Menteri Sosial (Mensos) Saifullah Yusuf, yang akrab disapa Gus Ipul, menerima kunjungan Staf Khusus Presiden Bidang Komunikasi dan Analis Kebijakan, Dirgayuza Setiawan, di Kantor Kemensos, Jakarta Pusat, pada Kamis (23/4/2026). Dalam pertemuan tersebut, keduanya berdiskusi mengenai program-program strategis Presiden Prabowo Subianto yang tertuang dalam buku berjudul 'Buku Saku 0%: Manfaat dan Penerima Dukungan Kesejahteraan Tahun 2026'. Gus Ipul menyambut baik inisiatif tersebut dan berharap buku ini dapat menjadi pedoman bagi para Kepala Dinas Sosial (Kadinsos) di seluruh Indonesia.
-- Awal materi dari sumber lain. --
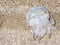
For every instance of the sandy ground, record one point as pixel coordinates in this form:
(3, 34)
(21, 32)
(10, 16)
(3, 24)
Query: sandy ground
(13, 27)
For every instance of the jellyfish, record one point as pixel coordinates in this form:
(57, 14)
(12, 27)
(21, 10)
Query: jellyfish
(41, 21)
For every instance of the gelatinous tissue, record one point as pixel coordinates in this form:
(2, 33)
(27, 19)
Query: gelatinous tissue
(40, 21)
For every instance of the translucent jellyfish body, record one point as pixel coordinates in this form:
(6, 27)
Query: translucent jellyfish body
(40, 21)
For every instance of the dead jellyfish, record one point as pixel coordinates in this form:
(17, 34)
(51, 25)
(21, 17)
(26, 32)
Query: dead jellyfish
(40, 21)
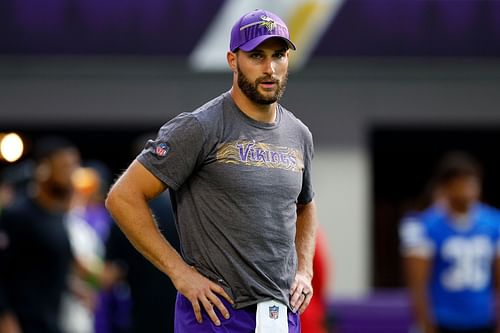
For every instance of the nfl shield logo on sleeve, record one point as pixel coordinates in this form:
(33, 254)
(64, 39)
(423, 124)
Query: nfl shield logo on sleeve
(161, 149)
(274, 312)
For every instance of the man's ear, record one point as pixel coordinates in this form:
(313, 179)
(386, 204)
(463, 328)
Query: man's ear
(231, 61)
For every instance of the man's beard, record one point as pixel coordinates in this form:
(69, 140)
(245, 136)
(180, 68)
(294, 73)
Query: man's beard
(251, 89)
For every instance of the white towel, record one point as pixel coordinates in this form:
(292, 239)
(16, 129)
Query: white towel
(271, 317)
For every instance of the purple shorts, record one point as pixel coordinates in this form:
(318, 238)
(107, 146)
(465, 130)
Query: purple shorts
(241, 320)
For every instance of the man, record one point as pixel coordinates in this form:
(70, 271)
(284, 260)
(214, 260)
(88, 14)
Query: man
(239, 169)
(452, 254)
(37, 256)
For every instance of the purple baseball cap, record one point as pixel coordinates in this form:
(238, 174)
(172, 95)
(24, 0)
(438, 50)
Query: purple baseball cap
(255, 27)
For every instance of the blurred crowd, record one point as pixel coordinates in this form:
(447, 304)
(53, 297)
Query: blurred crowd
(65, 267)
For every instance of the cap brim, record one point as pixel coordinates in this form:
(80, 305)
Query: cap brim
(252, 44)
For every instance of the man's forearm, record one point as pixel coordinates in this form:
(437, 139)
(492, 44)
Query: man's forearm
(306, 236)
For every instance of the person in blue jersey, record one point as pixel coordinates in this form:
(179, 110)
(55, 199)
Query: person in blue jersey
(451, 253)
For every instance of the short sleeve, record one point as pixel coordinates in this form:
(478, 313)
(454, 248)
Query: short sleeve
(307, 192)
(176, 152)
(414, 238)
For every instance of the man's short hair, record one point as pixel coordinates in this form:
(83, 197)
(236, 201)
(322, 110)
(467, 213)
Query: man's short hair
(457, 164)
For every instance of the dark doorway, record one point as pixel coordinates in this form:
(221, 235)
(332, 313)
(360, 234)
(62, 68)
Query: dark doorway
(403, 161)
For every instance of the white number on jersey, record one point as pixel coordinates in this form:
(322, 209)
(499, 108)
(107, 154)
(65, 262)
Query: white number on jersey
(471, 260)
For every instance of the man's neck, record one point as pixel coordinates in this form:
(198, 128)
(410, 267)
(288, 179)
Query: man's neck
(265, 113)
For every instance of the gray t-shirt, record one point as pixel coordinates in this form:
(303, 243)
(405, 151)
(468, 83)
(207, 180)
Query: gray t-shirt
(235, 186)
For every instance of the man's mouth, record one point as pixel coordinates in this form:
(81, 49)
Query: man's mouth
(268, 84)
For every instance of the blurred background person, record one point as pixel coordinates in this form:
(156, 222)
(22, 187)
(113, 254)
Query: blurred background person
(315, 318)
(451, 253)
(152, 294)
(38, 257)
(88, 224)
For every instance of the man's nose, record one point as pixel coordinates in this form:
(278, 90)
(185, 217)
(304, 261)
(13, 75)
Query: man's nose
(269, 67)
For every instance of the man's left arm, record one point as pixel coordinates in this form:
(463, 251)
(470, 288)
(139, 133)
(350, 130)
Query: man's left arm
(301, 291)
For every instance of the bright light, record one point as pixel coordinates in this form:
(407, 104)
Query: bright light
(11, 147)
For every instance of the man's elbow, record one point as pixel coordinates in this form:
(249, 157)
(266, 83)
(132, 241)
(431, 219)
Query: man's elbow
(113, 199)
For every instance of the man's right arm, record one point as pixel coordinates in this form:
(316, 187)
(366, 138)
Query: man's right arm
(417, 251)
(127, 202)
(417, 276)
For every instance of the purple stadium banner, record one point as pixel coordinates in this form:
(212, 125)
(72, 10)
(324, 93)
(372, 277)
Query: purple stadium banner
(174, 27)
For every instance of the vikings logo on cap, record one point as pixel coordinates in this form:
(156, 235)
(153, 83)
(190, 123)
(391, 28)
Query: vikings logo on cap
(162, 149)
(267, 22)
(274, 312)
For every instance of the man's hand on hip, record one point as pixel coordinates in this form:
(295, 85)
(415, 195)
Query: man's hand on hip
(200, 290)
(301, 292)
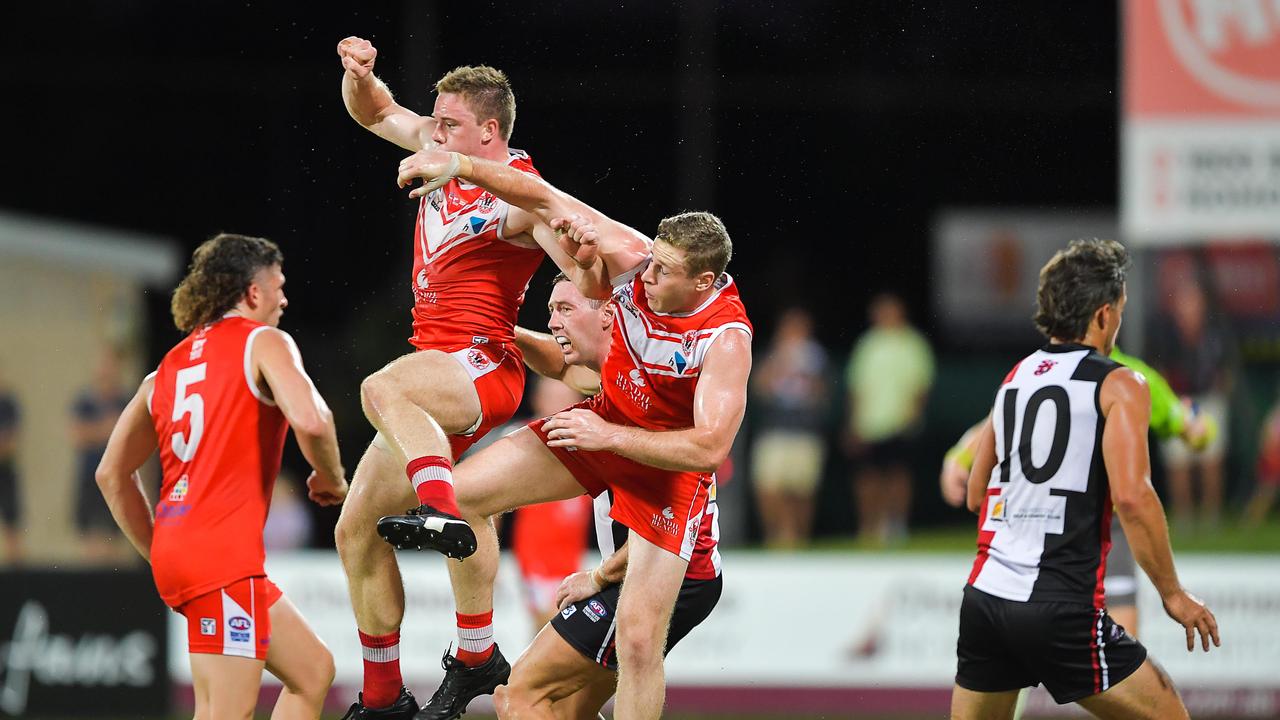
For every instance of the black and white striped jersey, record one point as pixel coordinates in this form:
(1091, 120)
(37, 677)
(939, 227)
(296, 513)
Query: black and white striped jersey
(1046, 523)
Apresiasi Mensos terhadap Buku Saku 0%
Gus Ipul mengungkapkan apresiasinya terhadap buku yang mengulas berbagai program bantuan pemerintah ini. Ia menilai buku tersebut sangat menarik karena mampu mengukur, mendetilkan, dan melihat lebih dalam program-program presiden yang menyasar keluarga-keluarga penerima manfaat. "Ini bagus sekali kalau bisa kita jadikan pedoman. Jadi ini menarik sekali karena ingin mengukur, ingin mendetilkan, ingin melihat lebih dalam tentang program-program presiden yang menyasar keluarga-keluarga seperti apa sih," kata Gus Ipul dalam keterangannya. Ia juga menyampaikan terima kasih kepada Dirgayuza dan tim presiden yang telah menyusun buku ini sebagai panduan informasi bagi semua pihak.
Penjelasan Dirgayuza tentang Isi Buku
Sementara itu, Dirgayuza menjelaskan bahwa buku ini berisi tentang kehadiran negara dalam memberikan dukungan kesejahteraan sepanjang hayat bagi masyarakat. Tujuannya agar masyarakat dapat memahami dan mengetahui program-program bantuan pemerintah yang disalurkan melalui sejumlah kementerian dan lembaga. "Kita coba meramu menggunakan bahasa yang dimengerti oleh masyarakat pada umumnya," ujar Dirgayuza. Buku ini dibagikan secara gratis kepada seluruh pemangku kepentingan, seperti Babinsa, Bhabinkamtibmas, hingga Kadinsos. Dirgayuza mengajak para Kadinsos untuk memanfaatkan buku ini sebagai alat sedekah informasi. "Di sini (Buku Saku 0%) secara mudah per program itu hanya dua halaman, isinya adalah programnya apa, yang penerima seperti apa, manfaatnya berapa dan cara mendaftarnya seperti apa. Itu yang dijelaskan di dalam buku ini supaya kita bisa sebanyak-banyaknya sedekah informasi mengejar angka 0% (kemiskinan)," jelasnya.
Survei Harapan Masyarakat
Dirgayuza menyampaikan bahwa berdasarkan survei yang dilakukan pihaknya, harapan utama masyarakat pada pemerintahan saat ini adalah Presiden Prabowo dapat menjadi pemberi solusi atas berbagai permasalahan sehari-hari yang dihadapi rakyat. "Jadi pemerintah kita harus pemerintah yang solutif, pemerintah pemberi solusi. Apa saja solusi yang kita coba berikan kepada saudara-saudara kita yang masih belum sejahtera," ungkapnya. Pemerintah telah memberikan beragam program bantuan sosial kepada masyarakat melalui sejumlah kementerian dan lembaga. Di antaranya adalah Program Keluarga Harapan (PKH), sembako, subsidi listrik, bantuan dukungan usaha, Makan Bergizi Gratis (MBG), Cek Kesehatan Gratis (CKG), Sekolah Rakyat, dan pemberian bantuan iuran untuk Jaminan Kesehatan Nasional (JKN).
Koordinasi Lintas Kementerian
Dirgayuza menambahkan bahwa dukungan kesejahteraan yang diberikan tidak hanya berasal dari Kementerian Sosial, tetapi juga dari kementerian lain seperti BGN, Kemendikdasmen, Kemendikti, Unhan, SMA Taruna Nusantara, dan puluhan instansi lainnya. "Saya bersama Pak Qodari (Kepala Staf Kepresidenan Muhammad Qodari) selama beberapa bulan terakhir kami berkoordinasi dengan semua instansi tersebut untuk mengumpulkan sebenarnya apa saja dukungan kesejahteraan sosial yang kita berikan kepada mereka yang membutuhkan," jelasnya. Sebagai informasi, turut hadir dalam pertemuan tersebut para Kepala Dinas Sosial (Kadinsos) tingkat provinsi dari seluruh Indonesia yang kebetulan sedang berada di Kantor Kemensos.